Une décennie plus tard, dans un revirement ironique, c'est le hip-hop dans sa sonorité la plus mélodieuse et la plus «cuite» qui est la plus hardcore dans ses thèmes. Le trap est difficile à définir en tant que genre - même les charleston à tir rapide de marque ne sont pas toujours présents dans chaque morceau - mais une caractéristique répandue est la façon dont les interprètes dissolvent la frontière entre le rap et le chant. Et ce développement doit énormément à Auto-Tune. Pour emprunter une phrase de T-Pain, Auto-Tune transforme les rappeurs en chanteurs - ou quelque chose d'inclassable entre les deux. Accentuant la musicalité déjà présente dans un discours rythmé, la technologie de correction de hauteur pousse le rap vers le crooning, encourageant les rappeurs à émettre des trilles et des fioritures mélodiques qui seraient autrement hors de leur portée. Auto-Tune fonctionne comme une sorte de filet de sécurité pour les acrobaties vocales - ou peut-être l'équivalent du harnais et des poulies-cordes qui permettent aux artistes de scène de voler.

"Nous obtenons des mélodies qui n'existeraient pas sans elle", déclare Chris "TEK" O'Ryan. En écoutant les versions Auto-Tuned et autres d'eux-mêmes au casque pendant qu'ils enregistrent en studio, des rappeurs comme Quavo et Future ont appris à la fois à pousser des effets extrêmes spécifiques et à travailler dans cette interzone de rap mélodique, en exploitant la sinuosité scintillante inhérente à Réglage automatique. Comme l'ingénieur de Future et spécialiste du chant, le regretté Seth Firkins, l'a dit un jour : "Parce qu'Auto-Tune l'attache aux bonnes notes, il peut essayer n'importe quelle merde, et ça sonnera toujours cool."
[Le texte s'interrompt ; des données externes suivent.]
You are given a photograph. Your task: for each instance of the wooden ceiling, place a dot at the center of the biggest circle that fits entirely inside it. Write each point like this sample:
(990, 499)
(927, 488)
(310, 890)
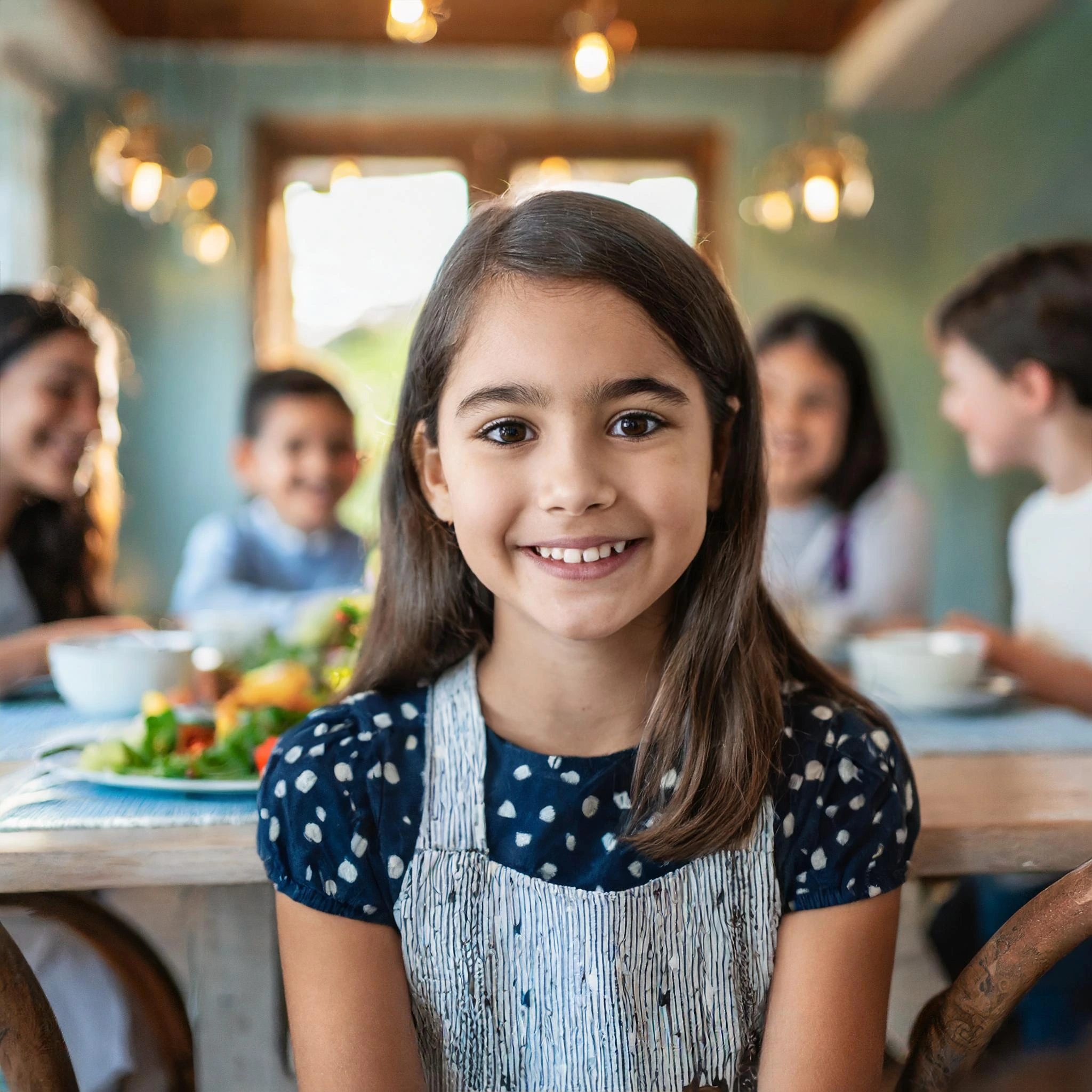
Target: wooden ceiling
(797, 27)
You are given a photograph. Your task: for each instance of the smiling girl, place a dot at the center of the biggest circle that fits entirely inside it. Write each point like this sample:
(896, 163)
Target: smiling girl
(50, 545)
(848, 541)
(591, 817)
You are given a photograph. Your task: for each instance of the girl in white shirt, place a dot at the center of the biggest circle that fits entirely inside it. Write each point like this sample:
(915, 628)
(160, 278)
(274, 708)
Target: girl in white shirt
(848, 542)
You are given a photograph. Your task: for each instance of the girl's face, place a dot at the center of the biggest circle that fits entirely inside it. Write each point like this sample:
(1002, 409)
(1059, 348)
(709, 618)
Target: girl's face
(805, 413)
(49, 414)
(575, 458)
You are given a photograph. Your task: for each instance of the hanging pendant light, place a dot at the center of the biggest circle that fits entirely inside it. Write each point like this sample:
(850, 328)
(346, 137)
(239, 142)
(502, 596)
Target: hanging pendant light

Une plainte légitime à propos d'Auto-Tune pourrait être qu'il a supprimé l'élément blues de la musique populaire - tous ces éléments légèrement décalés mais expressifs du chant - au profit d'une perfection sans faille (c'est pourquoi tant de pop et de rock aujourd'hui se sentent plus proche de la tradition du théâtre musical que du rock'n'roll). Mais Future va dans la direction opposée. Il réinvente le blues du 21 siècle, le restituant non seulement comme une texture (râpeuse, rugueuse) ou comme un style de prestation (quelque part entre la parole et le chant) mais comme un mode de sensation, une position existentielle envers le monde.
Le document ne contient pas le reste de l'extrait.